Omran Daqueesh -- my little reminder


I’ve saved the front page of The New York Times from yesterday where there’s a photo of a Syrian boy whose silent, dust-covered face has captivated the world (the photo that accompanies this video above in the online version of the story). He captivated the world -- including me. But for how long? He was recovered from the rubble of his apartment building, which was struck by missiles during the endless civil war in his country. And I guess he was in shock so his quiet patience might be quite understandable, but the photo and the short video the entire world has seen are capable of stopping your heart. Quite literally – no hyperbole. 

I’ve saved it – just as I saved the photo of the poor Syrian boy who drowned during a crossing with other refugees and washed up on a Turkish beach, lifeless – in the hopes it can inspire me on at least two different levels. First: this is happening, people are suffering and what are you doing about it, Jeanne? You’re not even reporting on it – the very least you could do, that is your skill, if so much can be said of what you know of journalism. That's the first level. 

Second level: I don’t know how to put it, it seems to jar me awake from my daily parenting slumber – something along the lines of thinking that no matter what Leo does, he is an absolute GIFT from GOD that I must cherish every day every day every day. Because to imagine that he could ever have to experience something like this – and to know we are lucky enough that he probably won’t – well, it’s a reminder that we never have hard times. He never does anything that we can’t fix.
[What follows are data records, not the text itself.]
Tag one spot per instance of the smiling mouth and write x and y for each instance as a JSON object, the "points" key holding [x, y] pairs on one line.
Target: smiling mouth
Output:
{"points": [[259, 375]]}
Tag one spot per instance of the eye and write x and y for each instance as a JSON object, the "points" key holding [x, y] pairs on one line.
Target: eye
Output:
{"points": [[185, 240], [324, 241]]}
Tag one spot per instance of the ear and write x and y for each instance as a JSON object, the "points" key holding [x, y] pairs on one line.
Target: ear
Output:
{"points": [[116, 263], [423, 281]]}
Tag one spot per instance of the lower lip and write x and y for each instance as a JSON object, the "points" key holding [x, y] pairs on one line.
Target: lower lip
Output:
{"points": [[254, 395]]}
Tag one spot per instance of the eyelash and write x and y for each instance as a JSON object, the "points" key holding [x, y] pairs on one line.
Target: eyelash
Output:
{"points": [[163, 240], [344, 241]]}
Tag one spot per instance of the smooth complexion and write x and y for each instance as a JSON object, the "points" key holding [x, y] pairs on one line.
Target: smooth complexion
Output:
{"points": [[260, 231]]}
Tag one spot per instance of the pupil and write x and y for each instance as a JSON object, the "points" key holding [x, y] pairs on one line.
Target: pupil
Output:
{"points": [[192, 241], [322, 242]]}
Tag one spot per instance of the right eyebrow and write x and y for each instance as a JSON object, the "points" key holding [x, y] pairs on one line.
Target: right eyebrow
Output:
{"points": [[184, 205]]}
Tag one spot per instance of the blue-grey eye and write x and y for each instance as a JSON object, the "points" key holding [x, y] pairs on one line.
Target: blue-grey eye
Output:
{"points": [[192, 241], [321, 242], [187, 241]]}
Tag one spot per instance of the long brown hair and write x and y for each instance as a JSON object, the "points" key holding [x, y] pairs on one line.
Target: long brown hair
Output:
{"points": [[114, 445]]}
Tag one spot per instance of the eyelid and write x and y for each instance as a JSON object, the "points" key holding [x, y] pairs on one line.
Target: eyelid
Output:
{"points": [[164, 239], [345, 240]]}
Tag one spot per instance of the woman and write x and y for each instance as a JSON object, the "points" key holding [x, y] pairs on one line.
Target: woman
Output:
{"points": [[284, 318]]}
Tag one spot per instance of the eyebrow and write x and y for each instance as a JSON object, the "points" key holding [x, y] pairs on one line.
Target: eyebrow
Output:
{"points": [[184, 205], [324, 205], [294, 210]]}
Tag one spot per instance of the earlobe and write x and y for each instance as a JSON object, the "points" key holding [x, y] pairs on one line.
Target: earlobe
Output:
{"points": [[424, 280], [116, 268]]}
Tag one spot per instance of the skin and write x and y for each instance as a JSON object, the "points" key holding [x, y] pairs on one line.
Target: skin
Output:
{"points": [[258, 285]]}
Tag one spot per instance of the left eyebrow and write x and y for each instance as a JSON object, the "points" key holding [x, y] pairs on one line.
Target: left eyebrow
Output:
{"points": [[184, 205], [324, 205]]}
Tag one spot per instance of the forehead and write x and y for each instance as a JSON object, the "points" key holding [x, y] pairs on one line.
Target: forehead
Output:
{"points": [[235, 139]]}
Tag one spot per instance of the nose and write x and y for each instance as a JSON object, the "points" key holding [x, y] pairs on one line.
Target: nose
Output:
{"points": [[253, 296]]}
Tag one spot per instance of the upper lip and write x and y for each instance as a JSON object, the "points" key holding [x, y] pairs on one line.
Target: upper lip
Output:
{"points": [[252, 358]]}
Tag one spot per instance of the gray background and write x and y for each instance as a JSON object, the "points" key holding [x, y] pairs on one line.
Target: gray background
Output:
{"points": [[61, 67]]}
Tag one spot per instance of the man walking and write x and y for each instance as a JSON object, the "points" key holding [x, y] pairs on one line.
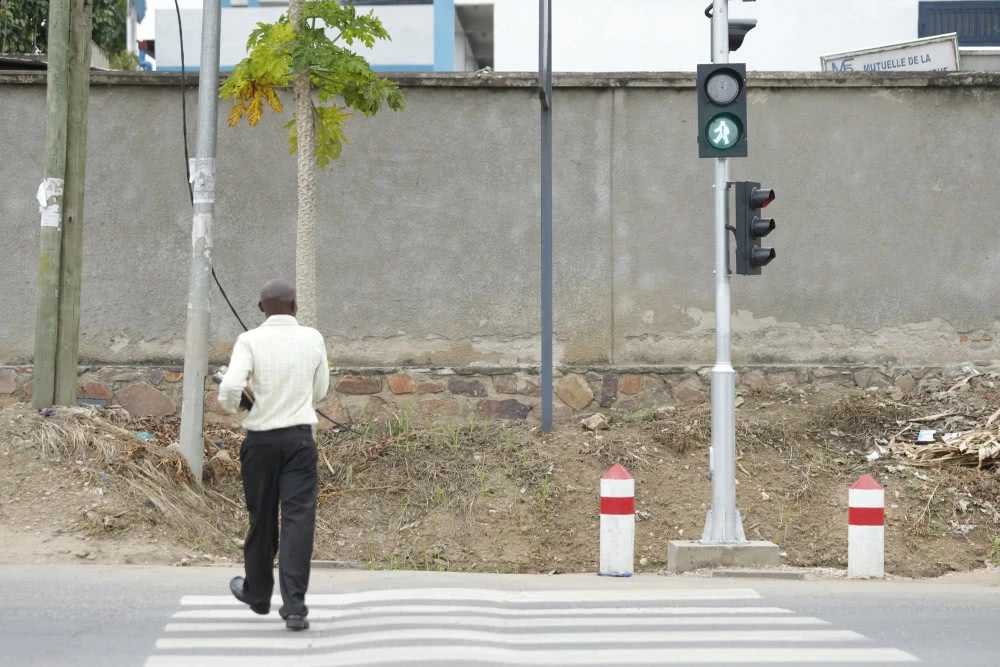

A day in which he refuses to eat spinach and won’t touch regular milk and doesn’t want to have “quiet time,” well, a day like that, to use the cliché again, is a gift from God. 

The mother of this little Syrian boy would quite literally give her right arm to have a day like that.

Funny thing, I’ve taped the front page of the Times up on the bedroom wall to the right of this bookshelf I use as a desk/computer stand. I think it’s fairly hidden, you wouldn’t really see the folded paper taped up unless you were standing at the computer – something Mike never does. And that’s an important detail because I'd taped up the photo of the lifeless boy’s body lying on the beach in Turkey and he asked me to take it down. I taped it up for the same reason – WAKE UP JEANNE this is happening, you are so lucky, so lucky to have this boy, your little Leo – all very noble, I suppose, but the image was too much for Mike. 

I don’t blame him; I cherish his reaction in some ways. He cannot countenance all the bad that’s sewn into everyday life on Earth. We humans. For shame. And yet my God I, *I*, need a reminder. Because we will all go on, we will all go about our business and this little boy will be forgotten. But his little face (he looks to be about 4 years old – you-know-who’s-age) – and the unspoken sadness written upon it, his little plaintive stare, are so stunningly sad, the tragedy so stunningly unnecessary, that I need to remember. Give me the strength and the resolve, someone, to remember and to do something about it.